InterQuest Group Ltd
- Type: Private
- Founded: 2001
- Headquarters: Salford, UK
- Website: InterQuest Group

= InterQuest Group Ltd =

British recruitment business

InterQuest Group Ltd is a recruitment business that specialises within high growth areas of the new digital economy – information security, analytics, digital, telecom and technology. InterQuest Group operates across all industry sectors with a particular focus on financial markets, public sector and professional services.

The InterQuest Group has its head office in Salford, with additional offices throughout the UK. In December 2013 the London Stock Exchange listed the InterQuest Group amongst its "1000 Companies to inspire Britain".

== History ==
InterQuest has been trading since 2001, but the acquisition of the individual brands give the company a combined recruitment experience of more than 100 years. During this time, InterQuest Group has grown to a £151 million turnover company.

InterQuest Group's growth has happened as a result of both organic growth and strategic acquisition.

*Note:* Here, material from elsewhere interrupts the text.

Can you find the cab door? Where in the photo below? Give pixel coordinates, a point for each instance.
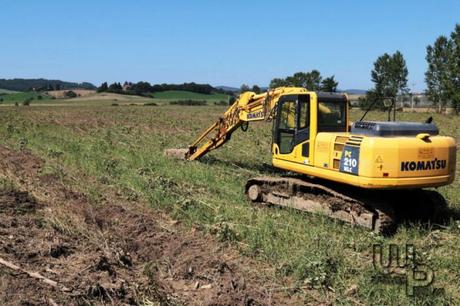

The organic growth has come about as a result of a multi-brand strategy which permits each brand to operate within a clearly defined area technical specialisation – information security, analytics, digital, telecom and technology.

In 2012/2013 the InterQuest Group underwent a large scale restructuring, which alongside their acquisition of ECOM, was largely attributed to its posting of positive annual financial reports in early 2014.

== Brands ==
=== ECOM Recruitment ===

ECOM Recruitment is a recruitment business that specialises within the digital marketplace covering disciplines across UX, design, development, technology, product and project management, marketing and eCommerce. It is a subsidiary of InterQuest Group Ltd and is based in London with operations in Manchester and New York.

==== History ====
ECOM was established in Camden, London in 1999 and experienced a period of growth in the digital industry, recruiting talent for numerous companies in the Top 100 (New Media Age) list of digital agencies. They also worked with a number of recognisable brands in the UK including Retailers, Dot-com companies, Media, Publishing and FMCG businesses.

ECOM Recruitment Ltd was acquired by IT staffing firm InterQuest Group in November 2013 and its consultants operated in the digital industries across the UK. In 2015, ECOM's London based division was restructured to counter the challenging environment with lower than expected volume of work from the agency sector.

==== Events ====
ECOM operates a specialist model of recruitment where their consultants attend meetups and training events for the people that they recruit. They have sponsored and exhibited at events such as UXey, UX In The City in 2017 and 2018, Deliver Conference 2018, UpFront Conference, NUX6, NUX7 and NUX8. ECOM also hosts events at their offices for local digital talent to attend such as London Python Sprints in London and UX Sessions in Manchester.

== In the media ==
InterQuest plays an active role in establishing best practice and standards for human resources and staffing professionals, working with industry bodies like the CIPD and REC in outlining best practice and standards. InterQuest's former CEO Mark Braund was a regular contributor for the Huffington Post on topics including technology, analytics, recruitment and HR. InterQuest Group's senior management team have contributed to various publications and websites, including the Huffington Post, Information Age, Computer World UK, the Financial Times, The Staffing Stream, OnRec and Recruiter.